La controverse s'est ranimée récemment en Allemagne. En 1872, M. Pollok a essayé de soutenir l'opinion que le récit de Tudebode était l'original et celui de l'anonyme le dérivé 1. Il a adopté les arguments que M. Paulin Paris avait opposés à M. de Saulcy, et essayé de réfuter ceux qui avaient été développés par M. de Sybel. En 1874, M. Gurewitsch a contredit M. Pollok sur tous les points5; il a adopté les arguments de M. de Saulcy et repris ceux de M. de Sybel.

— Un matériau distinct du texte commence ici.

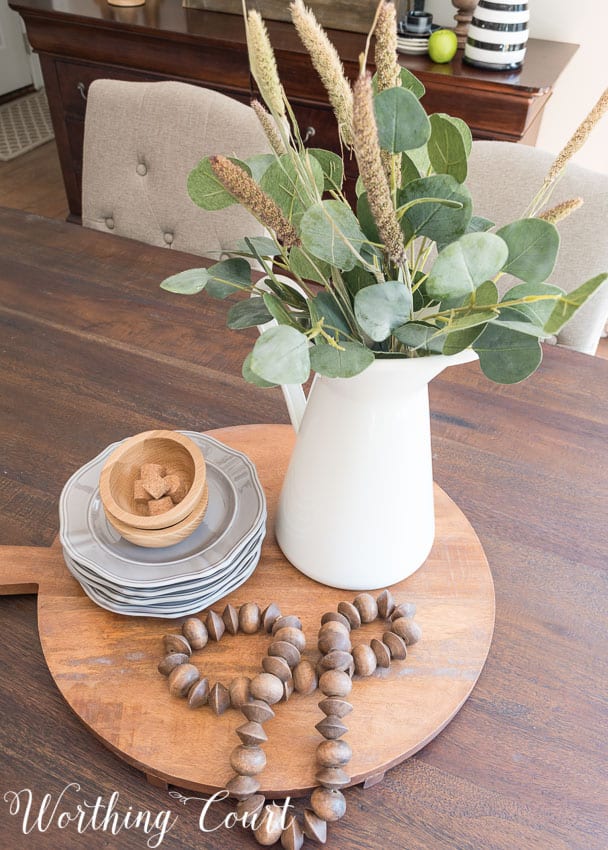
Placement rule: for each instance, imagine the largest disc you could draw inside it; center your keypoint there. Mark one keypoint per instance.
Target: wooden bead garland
(283, 671)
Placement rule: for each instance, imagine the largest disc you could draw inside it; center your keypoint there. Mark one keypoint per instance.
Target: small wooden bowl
(155, 538)
(120, 471)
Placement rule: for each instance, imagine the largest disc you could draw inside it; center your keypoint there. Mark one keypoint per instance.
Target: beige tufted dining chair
(504, 177)
(141, 140)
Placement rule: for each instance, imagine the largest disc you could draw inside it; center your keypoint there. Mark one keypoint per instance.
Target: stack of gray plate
(176, 580)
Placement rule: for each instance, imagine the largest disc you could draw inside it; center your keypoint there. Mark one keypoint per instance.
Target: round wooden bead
(250, 618)
(219, 698)
(182, 678)
(334, 626)
(195, 632)
(258, 711)
(286, 622)
(386, 604)
(285, 650)
(365, 660)
(331, 727)
(334, 705)
(335, 683)
(333, 778)
(396, 645)
(331, 641)
(348, 610)
(230, 616)
(269, 615)
(251, 734)
(215, 625)
(314, 827)
(328, 805)
(382, 652)
(242, 787)
(304, 677)
(169, 662)
(248, 761)
(270, 826)
(292, 837)
(239, 691)
(277, 666)
(407, 629)
(267, 687)
(291, 635)
(334, 616)
(405, 609)
(177, 643)
(287, 689)
(333, 753)
(366, 606)
(250, 806)
(198, 694)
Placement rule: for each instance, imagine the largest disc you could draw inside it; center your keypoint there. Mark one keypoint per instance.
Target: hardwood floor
(33, 183)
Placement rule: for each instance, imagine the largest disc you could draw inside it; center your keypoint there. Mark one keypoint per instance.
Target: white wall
(583, 22)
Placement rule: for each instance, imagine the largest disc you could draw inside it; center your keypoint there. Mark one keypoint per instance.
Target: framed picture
(350, 15)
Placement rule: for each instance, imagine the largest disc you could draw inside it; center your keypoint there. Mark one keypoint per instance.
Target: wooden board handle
(24, 568)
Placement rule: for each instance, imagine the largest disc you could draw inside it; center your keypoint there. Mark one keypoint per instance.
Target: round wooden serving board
(105, 664)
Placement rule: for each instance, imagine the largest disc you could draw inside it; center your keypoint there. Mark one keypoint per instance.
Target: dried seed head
(269, 126)
(367, 151)
(263, 64)
(578, 139)
(561, 211)
(249, 195)
(328, 66)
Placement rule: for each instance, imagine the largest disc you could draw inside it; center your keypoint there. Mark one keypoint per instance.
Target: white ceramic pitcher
(356, 509)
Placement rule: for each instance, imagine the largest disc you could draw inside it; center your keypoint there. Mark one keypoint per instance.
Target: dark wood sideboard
(82, 40)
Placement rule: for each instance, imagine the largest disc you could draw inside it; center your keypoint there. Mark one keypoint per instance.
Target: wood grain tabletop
(91, 351)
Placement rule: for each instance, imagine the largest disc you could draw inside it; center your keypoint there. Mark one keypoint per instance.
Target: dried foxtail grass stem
(367, 151)
(578, 138)
(269, 127)
(561, 211)
(263, 64)
(388, 70)
(248, 194)
(328, 66)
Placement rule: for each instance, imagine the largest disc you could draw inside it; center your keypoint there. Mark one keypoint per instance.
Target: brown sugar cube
(159, 506)
(140, 494)
(176, 487)
(152, 479)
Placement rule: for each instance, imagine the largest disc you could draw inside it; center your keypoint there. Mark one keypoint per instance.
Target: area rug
(25, 124)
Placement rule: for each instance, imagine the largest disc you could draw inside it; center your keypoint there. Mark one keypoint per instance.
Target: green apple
(443, 45)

En traitant de nouveau cette question, j'examinerai d'abord l'argumentation de M. de Sybel et je discuterai en particulier celui de ses arguments qui a été jugé le plus décisif par lui-même et par M. Gurewitsch, et qu'il tire des conformités entre Raimond d'Agiles et Tudebode. S'il y a dans Raimond d'Agiles plusieurs passages qui se retrouvent textuellement dans Tudebode, comment se fait-il que l'anonyme, s'il est l'abréviateur de Tudebode, ait omis précisément ceux-là? M. de Sybel a trouvé que c'était incompréhensible. J'avoue que la chose me paraît à peine singulière; il y a dans Tudebode un grand nombre de faits qui manquent dans l'anonyme : le hasard aurait pu très-bien faire que

1. Bibliothèque de l'École des chartes, 1e série, IV, 302, n. 3.

2. La Chanson d'Antioche, introduction, I, p. xxx-xxxij (1848). 3. Hist. occ. III, p. xj.

4. Carolus Pollok. Quaestionum de IV primi belli sacri historiis quae sub Tudebodi nomine comprehenduntur, Pars prima, Vratislaviae, 1872, in-8°. (C'est une thèse de doctorat.)

5. Forschungen zur Deutschen Geschichte herausgegeben von der historischen Commission bei der Königlich Bayerischen Akademie der Wissenschaften. XIV, 1 (1874). Zur kritik der Geschichte des ersten Kreuzzuges, 155-175.